Monday, January 22, 2007

The Misuse of Certain Rodeo Reaction Shots

At lunch yesterday, a friend said, "I forget sometimes how conservative you are." This came after I had voiced a very general, not incredibly hawkish support of Israel. Such is "how conservative" you can be in New York.

Most of my friends in both Texas and New York are moderate people, including the one mentioned above. Being a natural contrarian who's bounced from north-to-south-to-north, I feel like I've been able to maintain some kind of centrist politics of my own while ridiculing the extremists on either side of me. You could call this a position with some integrity, or you could call it a cheap way to avoid adopting a strong position. Your call.

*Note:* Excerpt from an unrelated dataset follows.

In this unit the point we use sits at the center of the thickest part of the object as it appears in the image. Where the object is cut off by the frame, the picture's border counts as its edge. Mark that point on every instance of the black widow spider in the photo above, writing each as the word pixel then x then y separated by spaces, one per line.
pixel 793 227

This is a roundabout way of getting to another critique of Borat, this one from Armond White. I agree with the blogger at Quiet Bubble (where I found White's piece, and which seems like a smart place to visit, run by someone in Jackson, Miss.) that White goes a bit too far in his anti-Borat argumentation. But on his travels to "too far," he does get at something important. I think Sacha Baron Cohen is a funny guy, but I also think too deep a political defense of his humor's value is a really bad idea. I'm still not convinced he really cares who he ridicules (look at Ali G's interview with leftist deity Noam Chomsky). But many people have praised Borat because they see it as politically adroit, and if you see it this way, I think you have to agree that Cohen's politics, like Michael Moore's, all but force him in to very narrow, carefully chosen attacks. White writes:
In one of the film’s silliest sequences, Borat appears at a rodeo and sings the U.S. national anthem using jokey lyrics. Director Larry Charles chooses reaction shots of beefy, disapproving white folks. Surely Mets and Lakers fans would have felt the same insult (ask Roseanne Barr), but Cohen doesn’t dare risk offending the markets where his checks are signed.
I'm all for critiquing the cultural assumptions of rodeo denizens (and the assumptions of Upper West Side cocktail partygoers, though their assumptions are presented with a higher sheen and more annotations, of course), but said denizens getting upset at someone botching the national anthem (especially when they're not in on the joke) is hardly incomprehensible, and I would think it's obvious that that reaction alone doesn't make them xenophobic. To stack the deck in favor of your own piety like that is just cheap, whether you're Borat or Rush Limbaugh.

(Speaking of the national anthem, check out the Mavericks' Jerry Stackhouse singing it before a game recently. Making Dallas -- and Chapel Hill -- proud.)

2 Comments:

Blogger Fox said...

Nicely done. I don't blame him a bit for opting out of the fifth above "free", it's tricky and overused.

5:08 PM  
Anonymous Anonymous said...

How the f*ck does singing the National Anthem at a basketball game honor "God"? It's the land of the free and the home of the brave. Brave PEOPLE. The National Anthem honors America and Americans. I'm not going to any more Mavs games. Good thing I live in San Francisco.